Bell Curve The Law Talking Guy Raised by Republicans U.S. West
Well, he's kind of had it in for me ever since I accidentally ran over his dog. Actually, replace "accidentally" with "repeatedly," and replace "dog" with "son."

Thursday, November 05, 2009

Conventional Wisdom in Politics

So we keep hearing that VA and NJ always or often vote against the President's party in the subsequent year. At electoral-vote.com, they have a chart showing this happening 14 of 16 times since 1980. So let's push it further. Here are my thoughts:
1. If VA or NJ voted against the incumbent president's party but consistent with that state's vote in the previous year's presidential election, the election shows continuity, not a shift against the president's party.
2. Does it matter what happened before 1980? I don't see why 1980 is a cutoff for measuring unless we know something happened, or unless we with to hypothesize that some change must have happened in 1980.

Here are my expanded data:

Year Prior Pres Elect VA Vote Pres VA Gov NJ Vote Pres NJ Gov VA NJ
2009 D D* R D* R 2 2
2005 R R* D D D 2 1
2001 R R* D D D 2 1
1997 D R R D* D 1 0
1993 D R R D* R 1 2
1989 R R* D R* D 2 2
1985 R R* D R* R 2 0
1981 R R* D R* R 2 0
1977 D R R R D 1 -1
1973 R R* R R* D 0 2
1969 R R* D R* R 0 0
1965 D D* D D* D 0 0
1961 D R D D D -1 0

The coding is: 2 means state voted against incumbent president and changed its party preference from the previous election. 1 means the state voted agaisnt the incumbent president but consistent with its prior presidential electoral vote. 0 means it voted for the incumbent president, consistent with its prior presdential electoral vote. -1 means that it voted for the incumbent president and inconsistently with its prior state vote agaisnt that president.

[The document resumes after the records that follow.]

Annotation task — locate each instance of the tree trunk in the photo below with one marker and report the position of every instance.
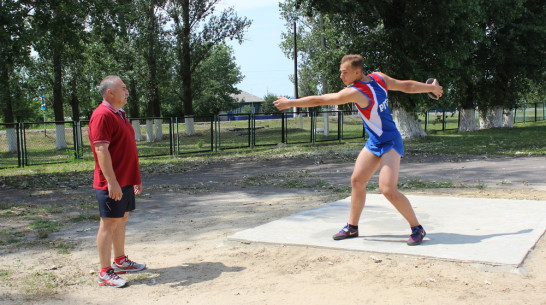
(5, 93)
(491, 118)
(158, 129)
(11, 134)
(136, 128)
(468, 120)
(185, 69)
(190, 125)
(74, 101)
(154, 106)
(60, 137)
(508, 118)
(149, 130)
(326, 127)
(5, 97)
(407, 124)
(58, 98)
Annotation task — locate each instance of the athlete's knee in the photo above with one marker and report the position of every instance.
(358, 182)
(388, 190)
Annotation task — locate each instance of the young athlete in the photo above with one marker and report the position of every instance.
(384, 147)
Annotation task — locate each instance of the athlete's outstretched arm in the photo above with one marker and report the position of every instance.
(411, 86)
(344, 96)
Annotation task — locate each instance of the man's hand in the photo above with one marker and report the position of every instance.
(281, 103)
(138, 189)
(114, 191)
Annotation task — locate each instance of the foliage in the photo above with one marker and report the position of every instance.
(481, 51)
(197, 30)
(214, 80)
(267, 105)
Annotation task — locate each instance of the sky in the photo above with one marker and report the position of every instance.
(265, 67)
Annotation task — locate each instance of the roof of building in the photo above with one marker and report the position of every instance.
(245, 97)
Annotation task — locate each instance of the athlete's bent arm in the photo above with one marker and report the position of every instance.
(344, 96)
(411, 86)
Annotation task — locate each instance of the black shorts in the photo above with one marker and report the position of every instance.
(110, 208)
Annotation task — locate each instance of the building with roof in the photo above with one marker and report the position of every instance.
(246, 99)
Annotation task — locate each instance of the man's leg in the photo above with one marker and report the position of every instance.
(118, 238)
(365, 166)
(388, 184)
(105, 237)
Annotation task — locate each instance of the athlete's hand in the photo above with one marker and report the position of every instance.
(138, 189)
(281, 103)
(438, 90)
(114, 191)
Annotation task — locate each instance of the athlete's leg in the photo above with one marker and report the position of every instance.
(365, 166)
(388, 184)
(118, 238)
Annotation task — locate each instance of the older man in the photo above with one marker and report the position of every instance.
(116, 179)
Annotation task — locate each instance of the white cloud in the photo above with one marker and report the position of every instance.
(242, 5)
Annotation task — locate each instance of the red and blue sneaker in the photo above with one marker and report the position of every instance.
(417, 235)
(346, 232)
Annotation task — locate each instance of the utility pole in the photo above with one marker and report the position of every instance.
(296, 95)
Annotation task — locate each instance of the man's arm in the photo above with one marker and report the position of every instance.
(344, 96)
(411, 86)
(105, 164)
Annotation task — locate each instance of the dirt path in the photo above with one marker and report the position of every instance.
(182, 221)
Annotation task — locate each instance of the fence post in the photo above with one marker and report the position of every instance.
(252, 130)
(216, 133)
(17, 131)
(339, 126)
(515, 114)
(312, 127)
(444, 120)
(426, 120)
(24, 145)
(283, 140)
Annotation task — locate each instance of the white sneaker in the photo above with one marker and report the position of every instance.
(127, 266)
(111, 279)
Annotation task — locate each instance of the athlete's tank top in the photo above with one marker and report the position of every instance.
(377, 118)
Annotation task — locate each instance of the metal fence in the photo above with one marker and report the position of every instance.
(25, 144)
(449, 120)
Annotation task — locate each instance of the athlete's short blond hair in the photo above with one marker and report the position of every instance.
(355, 60)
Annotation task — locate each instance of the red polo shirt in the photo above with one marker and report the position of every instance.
(110, 126)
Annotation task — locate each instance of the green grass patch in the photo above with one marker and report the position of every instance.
(81, 218)
(45, 225)
(521, 140)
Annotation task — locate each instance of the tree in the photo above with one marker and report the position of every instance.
(512, 52)
(214, 82)
(197, 30)
(60, 25)
(14, 51)
(407, 40)
(267, 105)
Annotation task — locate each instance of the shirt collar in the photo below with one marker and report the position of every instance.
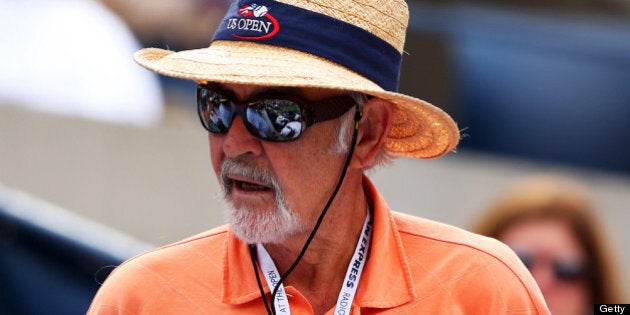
(375, 287)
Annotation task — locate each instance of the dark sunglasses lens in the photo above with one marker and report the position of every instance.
(527, 260)
(215, 111)
(275, 119)
(569, 271)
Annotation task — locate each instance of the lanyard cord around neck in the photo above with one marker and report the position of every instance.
(252, 247)
(349, 285)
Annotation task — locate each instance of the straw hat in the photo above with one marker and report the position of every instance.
(343, 45)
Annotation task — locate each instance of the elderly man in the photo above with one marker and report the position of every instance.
(308, 233)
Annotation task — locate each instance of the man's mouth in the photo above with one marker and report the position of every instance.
(245, 184)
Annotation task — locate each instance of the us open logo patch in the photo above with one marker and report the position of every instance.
(254, 22)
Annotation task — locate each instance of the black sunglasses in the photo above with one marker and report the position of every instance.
(563, 269)
(277, 117)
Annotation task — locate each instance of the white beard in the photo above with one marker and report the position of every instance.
(253, 226)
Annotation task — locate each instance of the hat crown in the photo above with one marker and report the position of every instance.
(386, 19)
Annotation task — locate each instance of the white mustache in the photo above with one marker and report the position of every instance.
(240, 167)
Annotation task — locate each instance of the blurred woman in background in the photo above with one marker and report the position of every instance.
(551, 224)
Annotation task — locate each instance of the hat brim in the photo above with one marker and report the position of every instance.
(419, 129)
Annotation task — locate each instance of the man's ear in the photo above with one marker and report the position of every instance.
(373, 129)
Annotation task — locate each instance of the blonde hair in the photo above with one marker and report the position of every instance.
(552, 196)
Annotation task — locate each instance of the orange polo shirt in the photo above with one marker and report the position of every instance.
(416, 266)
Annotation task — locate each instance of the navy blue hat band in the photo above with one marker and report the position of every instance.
(279, 24)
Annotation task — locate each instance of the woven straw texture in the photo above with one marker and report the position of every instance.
(419, 130)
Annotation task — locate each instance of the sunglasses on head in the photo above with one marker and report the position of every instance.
(277, 117)
(563, 269)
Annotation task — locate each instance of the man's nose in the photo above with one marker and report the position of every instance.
(239, 141)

What we see is (1) the pattern is not so strong as remarked and (2) it really only relates to a handful of elections.

3 comments:

Raised By Republicans said...

I think there is a much simpler explanation for all three of the election results this week. First, in NJ and VA, the incumbent party (Democratic Party) lost in the middle of a really really bad recession. That's not really a mystery in dire need of an explanation in my book. Second, in NY-23, the conservative vote was deeply split by the fight between the Conservative Party nominee and the Republican Party nominee with the Republican dropping out at the last minute and endorsing the Democratic Party nominee. Again, not a huge puzzle in need of a special explanation there either.

These three elections were just not that reflective of much other than fairly conventional expectations among political scientists about the effects of bad economic indicators on incumbent party success and the effect of partisan divisions within an ideological block on electoral success in a single member district system.

The Law Talking Guy said...

When you say a "simpler" explanation - simpler than what? The purpose of my post was largely to demonstrate that a supposed pattern in the voting of NJ and VA is substantially overstated in the press. I suppose you're agreeing that there is no pattern of that kind.

I think it is worth remembering this in the context of another bit of conventional wisdom - that the president's party always loses seats in Congress in midterm elections. These bits of wisdom are repeated as if they are alchemical rules. Of course, they are not. These "rules" are teased out of a relative handful of election that are equally well explained by more familiar rules.

Incidentally, I think NY23 is a bigger win for the Dems than the press is reporting. This is a Red district, through and through. If the Dem had won with 40% while the two non-D candidates split 30% each, I would be inclined to agree with the idea that this was a fluke. Actually, the Dem got nearly 50% - the same that close victors get in every close election. The results - 49% first, 45% 2d, 5.5% 3d - look like lots and lots of elections where 3d parties get up to 5% of the vote (usually split between 2 or 3 of them). What happened is that in a national race, the electorate voted FOR the President's party and AGAINST the naysayers.

I think the public largely believes that Obama promised he would "fix" the economy, and they still think he will. 2010 will be a referendum on whether he has. I suspect that the verdict by next summer will be that Obama has followed through.

Raised By Republicans said...

Simpler than the explanations you refer to as "conventional wisdom."

RE: 2010, I hope you are right about that. But I did notice that the African American and youth voter turnout in these elections this week was about half what it was in 2008. That's generally not good for Democrats but it is typical for off year elections.